You shouldn’t drink the tap water in Peru. Parasites, amoebae and other unwitnessed wonders can lurk within, more than capable of causing serious infections or at least a few days spent in close proximity to a bathroom.
It’s up to you to decide how far you will go to avoid contact with tap water – some people obsess about it, while others throw caution to the wind.
Is the Water Safe to Drink in Peru?
It’s not a good idea to drink tap water in Peru. According to the U.S. Department of State:
“Local tap water in Peru is not considered potable. Only bottled or treated (disinfected) water should be used for drinking. Fruits and vegetables should be washed and/or disinfected with care, and meats and fish should be thoroughly cooked.”
Buying bottled water is a pain but it’s definitely the way to go, and it’s not too expensive. When you buy bottled water, make sure the seal at the top of the bottle is not broken – some shopkeepers refill empty bottles with tap water. If you’re staying in one place for a week or more, it might be worth buying a large 20-liter barrel of water, which costs about S/.4 or S/.5 soles in most parts of Peru (more in Lima). You will need to pay a deposit for the barrel.

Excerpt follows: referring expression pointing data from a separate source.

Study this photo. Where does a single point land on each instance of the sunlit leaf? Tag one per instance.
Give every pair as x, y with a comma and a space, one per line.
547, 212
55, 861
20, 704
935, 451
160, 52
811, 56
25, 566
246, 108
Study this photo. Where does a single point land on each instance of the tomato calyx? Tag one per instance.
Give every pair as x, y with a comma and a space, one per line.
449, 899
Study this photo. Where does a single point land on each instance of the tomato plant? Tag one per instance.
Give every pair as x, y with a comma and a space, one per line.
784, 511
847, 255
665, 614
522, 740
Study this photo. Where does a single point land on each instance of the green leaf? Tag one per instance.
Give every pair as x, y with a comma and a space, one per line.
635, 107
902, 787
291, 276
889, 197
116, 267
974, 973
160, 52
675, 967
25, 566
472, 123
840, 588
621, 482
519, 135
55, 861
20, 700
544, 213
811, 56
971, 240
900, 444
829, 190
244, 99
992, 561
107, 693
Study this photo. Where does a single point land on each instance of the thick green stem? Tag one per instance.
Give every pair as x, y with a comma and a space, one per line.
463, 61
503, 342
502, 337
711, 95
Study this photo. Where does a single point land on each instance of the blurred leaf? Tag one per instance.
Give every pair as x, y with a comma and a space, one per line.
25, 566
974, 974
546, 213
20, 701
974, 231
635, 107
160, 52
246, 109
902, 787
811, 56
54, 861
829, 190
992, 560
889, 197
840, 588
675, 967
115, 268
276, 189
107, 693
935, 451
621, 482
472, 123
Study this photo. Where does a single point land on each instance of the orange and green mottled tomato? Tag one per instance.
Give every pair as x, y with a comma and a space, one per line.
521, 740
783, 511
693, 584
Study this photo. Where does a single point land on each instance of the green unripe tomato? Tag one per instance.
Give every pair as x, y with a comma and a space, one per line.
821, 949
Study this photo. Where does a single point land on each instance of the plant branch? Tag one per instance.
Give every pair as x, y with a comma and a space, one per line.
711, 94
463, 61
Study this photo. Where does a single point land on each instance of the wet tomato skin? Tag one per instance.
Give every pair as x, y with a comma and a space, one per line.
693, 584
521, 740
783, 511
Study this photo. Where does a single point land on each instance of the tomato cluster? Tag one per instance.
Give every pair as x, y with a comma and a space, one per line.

Water Purification When Traveling in Peru
The other option is to treat tap water before drinking it. Purification and sterilizing tablets are handy when you are in remote areas, whether taking water from the tap or from natural sources. Portable water filters can also be used. Boiling water in Peru is another option; according to the Centers for Disease Control and Prevention website, you should “Boil water vigorously for 1 minute and allow it to cool to room temperature (do not add ice).”
You can find more information about all of these water treatment methods at the Centers for Disease Control and Prevention website.
Can You Use Tap Water to Brush Your Teeth in Peru?
Travelers are often advised to avoid brushing their teeth with tap water in Peru. This may seem excessive, but the logic is sound. Personally, I’ve always use tap water to brush my teeth in Peru, but you can make your own mind up about this issue. If you have bottled water then it probably makes sense to use it, just to be on the safe side.
Other Water Problems in Peru
Peruvian restaurants normally wash their raw ingredients in tap water. If you are having stomach problems while traveling in Peru, you may want to consider avoiding raw foods (salads etc.) in restaurants. Ice poses another problem – ask for drinks without ice (sin hielo) if you have doubts.
Some street vendors also make their fruit juices and refrescos with tap water, so be careful where you buy your drinks. You can always ask if it is made with potable water (“está hecho con agua potable?”), but there’s no guarantee you’ll receive a truthful answer.